Circa la pretesa necessità che l’Ufficio alleghi e provi, aliunde e preventivamente, la specifica attività dalla quale derivi il maggior reddito presumibile dalle indagini bancarie, che avrebbero quindi esclusivamente la funzione di determinare il quantum del relativo imponibile, deve rilevarsi che invece, come questa Corte ha già avuto modo di precisare, dando continuità ad un orientamento conforme precedente, «quando sussistono flussi finanziari che non trovano corrispondenza nella dichiarazione dei redditi, il recupero fiscale non è subordinato alla prova preventiva che il contribuente eserciti una specifica attività; in assenza di contestazione sulla legittimità dell’acquisizione dei dati risultanti dai conti correnti bancari, i dati medesimi possono, infatti, essere utilizzati sia per dimostrare l’esistenza di un’eventuale attività occulta (impresa, arte o professione), sia per quantificare il reddito ricavato da tale attività, incombendo al contribuente l’onere di dimostrare che i movimenti bancari, che non trovano giustificazione sulla base delle sue dichiarazioni, non sono fiscalmente rilevanti» (Cass. 27/11/2020, n. 27145; Cass. 13/05/2011, n. 10578, e precedenti ivi richiamati.
Nello stesso senso, con specifico riferimento all’esclusione della necessità che l’Amministrazione, qualora si avvalga legittimamente della presunzione in parola, sia obbligata a qualificare il reddito corrispondente presunto, Cass. 31/01/2017, n. 2432, in motivazione).
Nella specie, quindi, alcuna violazione dell’art. 2697 cod. civ. (e dei criteri di riparto dell’onere probatorio) vi è stata.
Con il quarto motivo la contribuente denuncia, in relazione all’art. 360, comma 1, n. 3, cod. proc. civ., la «nullità della sentenza per violazione e/o falsa applicazione degli artt.2727 del c.c. e 32, comma 1, n. 2) del DPR 600/73» (pag. 34 del ricorso) per avere la CTR erroneamente ritenuto che la perizia giurata a firma del dott. COGNOME fosse affidata a mere ipotesi probabilistiche, senza invece considerare che la ricostruzione dei ricavi della ricorrente era stata operata sulla base di idonea documentazione.
Con il quinto motivo la contribuente denuncia, in relazione all’art. 360, comma 1, n. 3, cod. proc. civ., la «nullità della sentenza per violazione e/o falsa applicazione dell’art. 132, co. 2, n.4 del c.p.c.» (pag. 43 del ricorso) per avere la CTR del tutto trascurato la valutazione di tutto il materiale documentale e probatorio offerto nella perizia a giustificazione delle movimentazioni bancarie.

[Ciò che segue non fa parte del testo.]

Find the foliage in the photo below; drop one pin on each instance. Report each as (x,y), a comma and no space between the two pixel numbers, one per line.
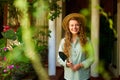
(12,60)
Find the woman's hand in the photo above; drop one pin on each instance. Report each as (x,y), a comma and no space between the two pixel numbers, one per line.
(77,67)
(69,64)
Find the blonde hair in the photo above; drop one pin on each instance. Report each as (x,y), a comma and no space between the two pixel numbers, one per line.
(68,36)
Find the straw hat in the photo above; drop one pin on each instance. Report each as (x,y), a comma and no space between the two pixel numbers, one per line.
(68,17)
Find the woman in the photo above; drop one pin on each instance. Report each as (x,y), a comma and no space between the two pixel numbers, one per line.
(75,50)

I motivi quarto e quinto, aventi un nucleo censorio comune (ossia, il merito della perizia del dott. COGNOME) devono ritenersi assorbiti nell’accoglimento dei primi due; in oltre, le considerazioni svolte dalla CTR circa la prova della ripartizione tra attività agraria ed attività commerciale, all’esito dell’accoglimento di plurime pregiudiziali (appello inammissibile per novità della questione e giudicato), costituiscono un mero obiter dictum , come tale nemmeno censurabile in questa sede.
Piuttosto, per effetto dell’accoglimento dei primi due motivi di ricorso, la CGT-2 in sede di rinvio dovrà valutare la prova contraria liberatoria fornita dalla contribuente sulla scorta della perizia di parte, vagliando in particolare il contenuto di ques t’ultima.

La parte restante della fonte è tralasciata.